All these new acquisitions enriched the State's collections: the central museum of the Bardo, without rival today for its series of mosaics, the museum of the White Fathers in Carthage, the museum of Sousse inaugurated in 1899, the hall of honour of the 4th Tirailleurs. These collections were represented at the Exhibition, in particular by a curious series summarising in one hundred issues the complete history of the clay lamp, by photographs and by printed catalogues, accompanied by figures and plates.

The archaeological work undertaken in Tunisia is thus distinguished by its positive results and its practical character: practical also is the mission that the protectorate gave itself to restore the indigenous art industries that seemed to be condemned forever by European competition, in particular earthenware, pottery, carpets, damascene, goldsmith's and silversmith's work, carved wood and elaborate stucco.

The Antiquities Department has set up a series of ancient models in the Arab Museum of the Bardo, which serve to reform the taste of indigenous artists, bastardized by Italian influence, and bring them back to purely Arab traditions. She photographed the typical specimens that she could not acquire. She saved the dying art of noukch-hadida, or iron-cut stucco, by taking in the last of the nakach masters still living in Tunis and having him train apprentices. The noukch-hadida workshop at the Bardo, founded only three years ago, is today in full prosperity, as witnessed by the central pavilion of the Tunisian section, the dome of the Souk mosque, and the elaborate panels that adorn the various rooms.

The work undertaken is not fanciful and can be accomplished at little cost; but it was necessary to demonstrate that it offers a real interest for the economic future of Tunisia and that the workers capable of executing these works of art will find a clientele to buy them. This was demonstrated by the retrospective exhibition of Arab art, where so much wealth was accumulated.

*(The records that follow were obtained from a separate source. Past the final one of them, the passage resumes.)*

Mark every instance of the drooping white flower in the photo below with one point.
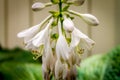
(38, 6)
(68, 25)
(60, 70)
(48, 59)
(32, 31)
(78, 37)
(62, 49)
(40, 38)
(90, 19)
(74, 58)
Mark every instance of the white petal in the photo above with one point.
(60, 70)
(40, 38)
(90, 19)
(78, 36)
(48, 58)
(88, 43)
(68, 25)
(62, 49)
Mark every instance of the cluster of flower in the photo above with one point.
(61, 49)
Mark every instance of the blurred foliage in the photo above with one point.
(18, 64)
(101, 67)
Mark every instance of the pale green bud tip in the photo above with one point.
(38, 6)
(68, 25)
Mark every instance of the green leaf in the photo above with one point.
(66, 8)
(55, 36)
(55, 1)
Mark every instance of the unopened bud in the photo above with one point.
(90, 19)
(68, 25)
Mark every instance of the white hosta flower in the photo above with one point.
(62, 49)
(90, 19)
(40, 38)
(78, 2)
(60, 70)
(32, 31)
(29, 33)
(48, 59)
(74, 58)
(79, 37)
(68, 25)
(38, 6)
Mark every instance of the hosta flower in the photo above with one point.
(48, 59)
(79, 37)
(41, 37)
(90, 19)
(32, 31)
(68, 25)
(38, 6)
(60, 70)
(74, 58)
(62, 49)
(78, 2)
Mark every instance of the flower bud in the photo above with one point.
(68, 25)
(38, 6)
(90, 19)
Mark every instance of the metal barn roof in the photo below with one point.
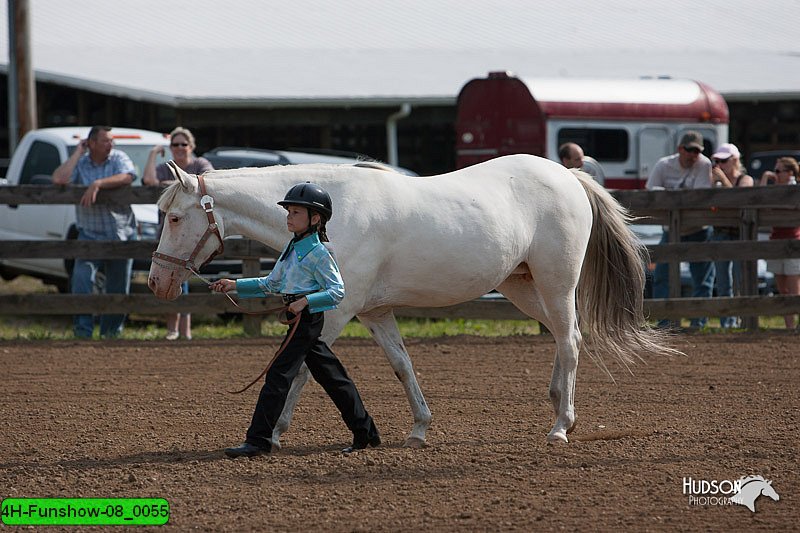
(360, 52)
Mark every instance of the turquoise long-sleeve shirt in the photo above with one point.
(308, 268)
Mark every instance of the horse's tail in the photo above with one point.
(611, 288)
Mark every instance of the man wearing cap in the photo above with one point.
(686, 169)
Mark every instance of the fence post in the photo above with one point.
(675, 266)
(748, 231)
(251, 268)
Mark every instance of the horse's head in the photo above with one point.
(191, 236)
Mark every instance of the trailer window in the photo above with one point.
(602, 144)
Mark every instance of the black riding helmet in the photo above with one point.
(309, 195)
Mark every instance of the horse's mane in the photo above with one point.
(376, 165)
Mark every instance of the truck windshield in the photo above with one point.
(138, 154)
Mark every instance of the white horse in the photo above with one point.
(549, 239)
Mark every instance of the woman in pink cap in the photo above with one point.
(728, 172)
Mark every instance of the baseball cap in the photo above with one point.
(692, 139)
(725, 151)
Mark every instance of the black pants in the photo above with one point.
(327, 371)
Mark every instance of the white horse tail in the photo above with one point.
(610, 292)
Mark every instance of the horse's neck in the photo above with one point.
(247, 207)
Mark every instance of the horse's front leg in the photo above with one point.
(383, 327)
(282, 425)
(335, 321)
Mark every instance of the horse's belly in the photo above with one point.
(438, 287)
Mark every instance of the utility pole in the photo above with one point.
(21, 83)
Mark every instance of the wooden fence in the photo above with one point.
(747, 208)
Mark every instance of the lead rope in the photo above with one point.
(294, 322)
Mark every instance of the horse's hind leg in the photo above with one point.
(383, 327)
(334, 324)
(557, 312)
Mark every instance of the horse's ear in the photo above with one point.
(178, 173)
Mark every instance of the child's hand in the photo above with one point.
(297, 306)
(222, 285)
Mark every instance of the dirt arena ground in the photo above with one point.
(149, 419)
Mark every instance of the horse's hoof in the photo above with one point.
(414, 442)
(572, 427)
(557, 437)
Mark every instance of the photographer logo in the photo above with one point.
(744, 491)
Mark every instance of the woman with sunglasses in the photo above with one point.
(728, 172)
(182, 145)
(787, 271)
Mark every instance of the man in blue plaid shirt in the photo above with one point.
(96, 165)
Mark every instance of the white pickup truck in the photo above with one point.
(33, 162)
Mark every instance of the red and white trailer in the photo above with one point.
(625, 124)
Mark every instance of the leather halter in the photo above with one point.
(207, 203)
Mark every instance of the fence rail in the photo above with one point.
(749, 209)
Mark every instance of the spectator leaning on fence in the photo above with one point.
(686, 169)
(728, 172)
(787, 271)
(96, 165)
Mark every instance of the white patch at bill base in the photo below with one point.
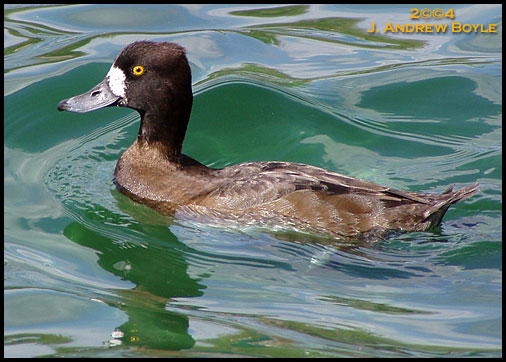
(116, 80)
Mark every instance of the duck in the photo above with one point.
(154, 78)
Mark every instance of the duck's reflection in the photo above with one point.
(156, 265)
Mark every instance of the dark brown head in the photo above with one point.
(153, 78)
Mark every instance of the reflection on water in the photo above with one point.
(88, 272)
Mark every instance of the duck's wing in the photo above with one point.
(252, 183)
(325, 200)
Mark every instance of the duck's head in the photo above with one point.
(153, 78)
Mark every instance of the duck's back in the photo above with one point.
(298, 196)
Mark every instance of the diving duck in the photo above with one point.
(154, 78)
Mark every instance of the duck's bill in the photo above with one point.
(98, 97)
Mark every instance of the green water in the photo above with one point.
(89, 273)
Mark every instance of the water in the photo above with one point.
(89, 273)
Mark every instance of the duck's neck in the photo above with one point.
(163, 129)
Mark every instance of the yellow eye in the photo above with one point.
(138, 70)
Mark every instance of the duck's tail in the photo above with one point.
(448, 197)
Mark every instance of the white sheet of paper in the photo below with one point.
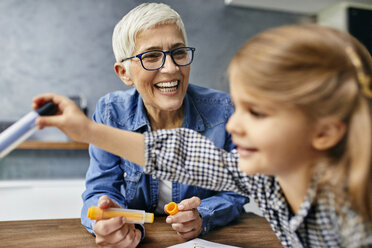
(201, 243)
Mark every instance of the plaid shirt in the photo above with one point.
(184, 156)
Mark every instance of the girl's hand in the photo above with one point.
(187, 222)
(115, 232)
(69, 118)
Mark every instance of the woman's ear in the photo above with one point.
(123, 73)
(328, 132)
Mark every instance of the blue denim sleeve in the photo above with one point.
(104, 177)
(221, 209)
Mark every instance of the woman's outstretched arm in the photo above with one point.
(70, 120)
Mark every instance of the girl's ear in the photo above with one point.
(328, 132)
(122, 73)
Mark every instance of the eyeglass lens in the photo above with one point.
(155, 59)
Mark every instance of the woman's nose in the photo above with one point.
(169, 66)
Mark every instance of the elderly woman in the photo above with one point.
(152, 55)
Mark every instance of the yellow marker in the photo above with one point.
(172, 208)
(131, 215)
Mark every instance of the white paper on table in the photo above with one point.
(201, 243)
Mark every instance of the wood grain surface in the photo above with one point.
(249, 231)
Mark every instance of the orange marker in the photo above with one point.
(172, 208)
(131, 215)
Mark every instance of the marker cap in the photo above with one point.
(172, 208)
(47, 109)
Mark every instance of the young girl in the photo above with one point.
(302, 126)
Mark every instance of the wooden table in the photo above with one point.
(249, 231)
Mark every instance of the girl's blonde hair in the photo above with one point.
(325, 72)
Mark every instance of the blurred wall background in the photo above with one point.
(65, 47)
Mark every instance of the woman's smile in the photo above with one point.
(168, 88)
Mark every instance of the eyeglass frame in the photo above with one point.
(192, 49)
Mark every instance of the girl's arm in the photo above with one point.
(79, 127)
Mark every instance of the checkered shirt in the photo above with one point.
(185, 156)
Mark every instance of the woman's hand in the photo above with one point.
(187, 222)
(69, 118)
(115, 232)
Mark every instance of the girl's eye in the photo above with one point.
(257, 114)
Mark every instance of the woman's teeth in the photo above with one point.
(167, 86)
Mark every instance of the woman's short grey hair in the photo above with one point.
(143, 17)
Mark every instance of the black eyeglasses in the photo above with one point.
(154, 60)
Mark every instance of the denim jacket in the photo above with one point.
(205, 111)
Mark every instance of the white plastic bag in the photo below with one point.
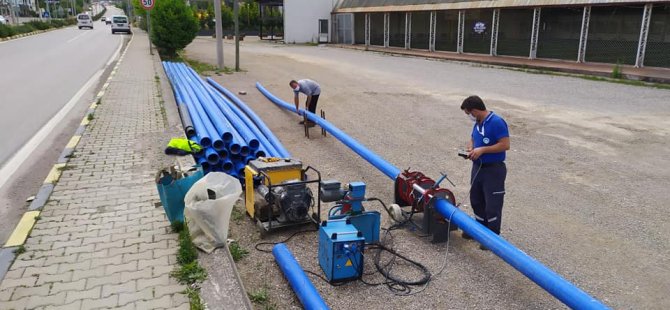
(208, 219)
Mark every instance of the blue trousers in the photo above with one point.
(488, 193)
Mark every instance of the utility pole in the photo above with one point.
(219, 34)
(236, 12)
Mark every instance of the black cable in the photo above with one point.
(283, 241)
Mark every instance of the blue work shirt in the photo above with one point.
(488, 133)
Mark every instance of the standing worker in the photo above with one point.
(311, 89)
(486, 149)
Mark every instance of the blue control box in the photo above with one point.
(341, 250)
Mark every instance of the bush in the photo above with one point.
(99, 15)
(173, 26)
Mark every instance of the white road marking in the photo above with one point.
(13, 164)
(79, 36)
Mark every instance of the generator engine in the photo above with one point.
(406, 195)
(291, 200)
(277, 193)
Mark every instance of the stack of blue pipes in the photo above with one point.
(230, 133)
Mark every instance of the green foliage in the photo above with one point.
(173, 26)
(194, 298)
(187, 252)
(20, 250)
(259, 296)
(616, 71)
(237, 251)
(99, 15)
(189, 273)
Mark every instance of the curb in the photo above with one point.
(30, 217)
(27, 34)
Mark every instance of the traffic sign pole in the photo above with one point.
(148, 5)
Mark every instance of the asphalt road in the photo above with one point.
(41, 75)
(586, 189)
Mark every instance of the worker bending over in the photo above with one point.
(311, 89)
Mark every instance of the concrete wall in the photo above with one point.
(301, 19)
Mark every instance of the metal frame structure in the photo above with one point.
(367, 29)
(494, 32)
(387, 29)
(432, 31)
(408, 30)
(461, 31)
(644, 33)
(584, 36)
(535, 34)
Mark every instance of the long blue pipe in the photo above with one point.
(217, 120)
(549, 280)
(240, 116)
(269, 135)
(220, 102)
(307, 294)
(376, 160)
(204, 127)
(201, 136)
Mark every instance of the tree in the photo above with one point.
(173, 26)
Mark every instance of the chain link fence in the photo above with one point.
(658, 42)
(478, 31)
(377, 29)
(397, 29)
(359, 28)
(446, 32)
(420, 30)
(558, 36)
(514, 32)
(614, 33)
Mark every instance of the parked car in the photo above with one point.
(120, 24)
(84, 20)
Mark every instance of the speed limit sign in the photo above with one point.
(148, 4)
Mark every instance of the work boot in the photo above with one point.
(465, 236)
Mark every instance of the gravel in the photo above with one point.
(587, 174)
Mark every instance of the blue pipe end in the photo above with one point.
(234, 148)
(244, 151)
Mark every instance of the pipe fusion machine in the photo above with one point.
(277, 194)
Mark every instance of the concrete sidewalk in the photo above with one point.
(647, 74)
(100, 242)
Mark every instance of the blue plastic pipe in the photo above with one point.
(381, 164)
(217, 120)
(267, 133)
(222, 105)
(549, 280)
(201, 134)
(307, 294)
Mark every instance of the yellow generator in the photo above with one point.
(277, 193)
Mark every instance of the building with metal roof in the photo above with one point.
(606, 31)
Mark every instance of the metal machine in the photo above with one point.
(414, 189)
(342, 238)
(277, 194)
(341, 247)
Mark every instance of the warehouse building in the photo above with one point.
(604, 31)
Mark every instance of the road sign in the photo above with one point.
(148, 4)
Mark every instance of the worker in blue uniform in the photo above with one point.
(487, 146)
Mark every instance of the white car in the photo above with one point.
(84, 20)
(120, 24)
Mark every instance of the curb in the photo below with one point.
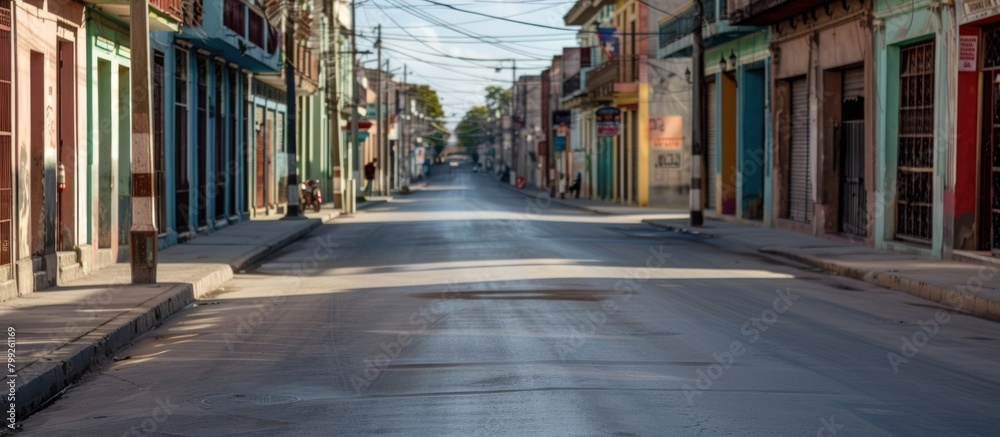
(552, 199)
(371, 203)
(55, 372)
(266, 251)
(953, 298)
(680, 230)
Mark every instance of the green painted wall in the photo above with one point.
(907, 22)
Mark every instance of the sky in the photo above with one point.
(423, 34)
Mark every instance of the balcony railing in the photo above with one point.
(307, 63)
(623, 69)
(256, 30)
(762, 12)
(234, 15)
(174, 8)
(573, 84)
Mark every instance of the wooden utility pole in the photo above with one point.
(333, 101)
(697, 110)
(143, 236)
(290, 119)
(352, 189)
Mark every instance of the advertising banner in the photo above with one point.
(608, 122)
(666, 132)
(561, 121)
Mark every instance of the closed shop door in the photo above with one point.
(853, 199)
(800, 203)
(989, 157)
(915, 164)
(711, 142)
(182, 180)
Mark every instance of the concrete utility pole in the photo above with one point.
(697, 140)
(510, 117)
(378, 109)
(290, 123)
(352, 190)
(387, 165)
(143, 238)
(333, 100)
(405, 160)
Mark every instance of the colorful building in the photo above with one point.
(972, 201)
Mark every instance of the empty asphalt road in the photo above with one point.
(469, 309)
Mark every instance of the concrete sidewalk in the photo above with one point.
(60, 332)
(970, 286)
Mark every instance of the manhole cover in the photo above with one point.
(249, 399)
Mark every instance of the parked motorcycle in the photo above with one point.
(310, 195)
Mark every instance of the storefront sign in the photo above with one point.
(561, 121)
(967, 51)
(666, 132)
(608, 122)
(671, 161)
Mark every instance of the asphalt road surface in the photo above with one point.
(469, 309)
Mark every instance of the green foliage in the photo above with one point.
(498, 97)
(428, 99)
(471, 131)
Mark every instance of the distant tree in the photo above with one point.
(497, 97)
(471, 131)
(428, 99)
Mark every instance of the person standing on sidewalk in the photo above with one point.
(370, 176)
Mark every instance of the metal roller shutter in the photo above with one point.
(711, 108)
(800, 204)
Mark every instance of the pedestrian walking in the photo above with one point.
(370, 176)
(577, 184)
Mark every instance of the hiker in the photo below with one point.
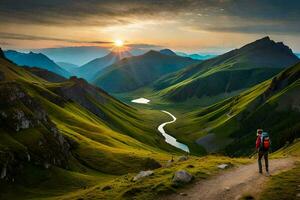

It remains for us to note, as the living memory of this exhibition, the very original part called the Souk or Tunisian bazaar which delighted the visitors and to which, while leaving it all its character, one had known how to preserve, better than to the already named Cairo Street, an aspect of orientalism of good taste. It was the cheerful corner of the Trocadero, with its merchants of jewellery, pottery, carpets, copper, carved wood, antique and modern trinkets, at all prices, with its sellers of sweets, nougat, rose water, enticing the public, joyfully appealing to them without making them angry, with its coffee, its native pastries, with, in a courtyard, the tent of the carpet weavers where a little "Parisian from Tunis" was born in August. We spent many delightful hours there, learning, strolling, enjoying ourselves, learning to love a region that the skill of the head of its French administration has brought back to life.